2) Re-image some linux32/linux64/win32 machines as extra Win2008 (64bit) build machines.

  • linux32/linux64 builds continue to migrate to AWS, which frees up linux32/linux64 build machines for reimaging as win2008 (64bit) build machines. This requires changing desktop toolchain, so we have to be careful about not breaking binary compat, and needed to roll this change out on the trains. Details in bug#772446. As of today, we’ve increased from ~40 to 102 win2008 (64bit) build machines in production, with even more coming online soon. Details in bug#780022 and bug#784891.
  • This is important because the Win2008 (64bit) machines are used to do both win32 *and* win64 builds.
  • win32 l10n nightlies have code dependencies that require win32. Fixing this to run on win2008 (64bit) will free up even more win32 machines to convert to win2008 (64bit) builders. More details in bug#784848.

3) Enable pymake in production (bug# bug#593585).
This reduced build time on windows significantly. Combined with the extra windows machines, this is all good. Coop blogged more details here, and if you like eyecandy, he even has even a cool graph showing reduced duration of builds!

4) Turn on more tegras
86 new tegras have now been added to our test pool, bringing our current total up to 284 tegras. bug#767456

5) Re-imaging 40 OSX10.5 test machines as 20 WinXP and 20 Win7 test machines.
This increases us to 70 machines for WinXP and 70 machines for Win7x32, which helped improve WinXP, Win7 test wait times.

We’ve still got lots to do, of course. After all, the faster our infrastructure can process builds and tests, the more checkins developers will do, which means the more builds and tests we will need to handle… but things are definitely better, and our numbers in dev.tree-management for the last two weeks shows that!

Firefox: now testing on OSX 10.8

Late last week, started showing two extra rows of green unittest+talos results. Those are because our existing OSX 32bit/64bit builds, which we already test on OSX10.6 and OSX10.7, are now also being tested on OSX10.8!

We test these opt and debug builds on OSX10.8 for incremental builds per checkin during the day, full clobber builds every night and all builds available on ftp.m.o. All the usual goodness, just like we do for OSX10.6, OSX10.7. For anyone interested in more details, check out kmoir’s blogpost, or bug#731278. Congrats to kmoir, on all the behind-the-scenes work needed to cat-herd this large, multiheaded project across the production line, only a few months after joining Mozilla.

This was our second big OSX10.8 project. In early July, bhearsum and edransch got OSX signing automation into production in preparation for the release of OSX10.8. For details of that work, the curious can read bug#730924 and bhearsum’s blog.

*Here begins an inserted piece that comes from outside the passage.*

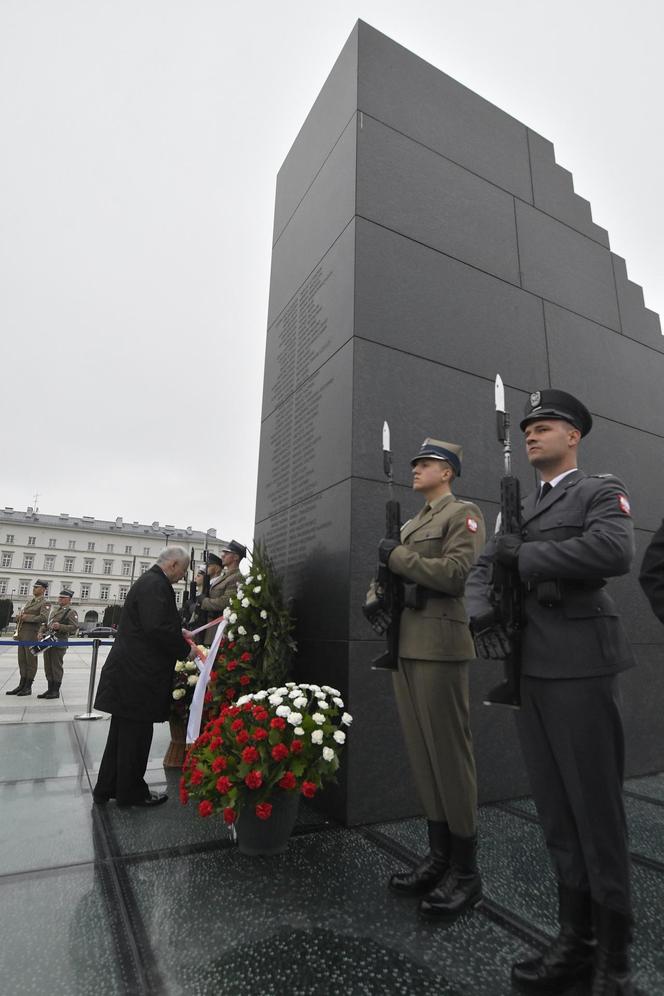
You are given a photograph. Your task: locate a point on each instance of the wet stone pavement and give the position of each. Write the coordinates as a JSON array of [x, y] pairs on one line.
[[97, 900]]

Infrastructure load for August 2012

  • #checkins-per-month: We had 5,803 checkins in August2012, another new record, which breaks last month’s record (5,635 checkins), which in turn broke the previous month’s record (5,194)…
  • #checkins-per-day: We had consistently high load across the month, 17-of-31 days had over 200 checkins-per-day.
  • #checkins-per-hour: The peak this month was 12.3 checkins per hour, and throughout the month, we sustained over 11-checkins-per-hour for 5 out of 24 hours in a day.

mozilla-inbound, fx-team:
Ratios this month identical within one percentage of last month. Again, mozilla-inbound continues to be heavily used as an integration branch, with 25.7% of all checkins, far more then the other integration branches fx-team (1.4% of checkins) or mozilla-central (2.9% of checkins). For comparison, I note that more people landed on mozilla-aurora then on mozilla-central.

mozilla-aurora, mozilla-beta:

  • 3.1% of our total monthly checkins landed into mozilla-aurora.
  • 1.9% of our total monthly checkins landed into mozilla-beta.

(Standard disclaimer: I’m always glad whenever we catch a problem *before* we ship a release; it avoids us having to do a chemspill release and also we ship better code to our Firefox users in the first place.)

misc other details:

  • Pushes per day
    • You can clearly see weekends through the month.

  • Pushes by hour of day
    • It is worth noting that for 5 hours in every 24 hour day, we did over 11 checkins-per-hour. For two of those hours, we did over 12 checkins-per-hour. Phrased another way, thats at least one checkin every 5mins for 5 hours.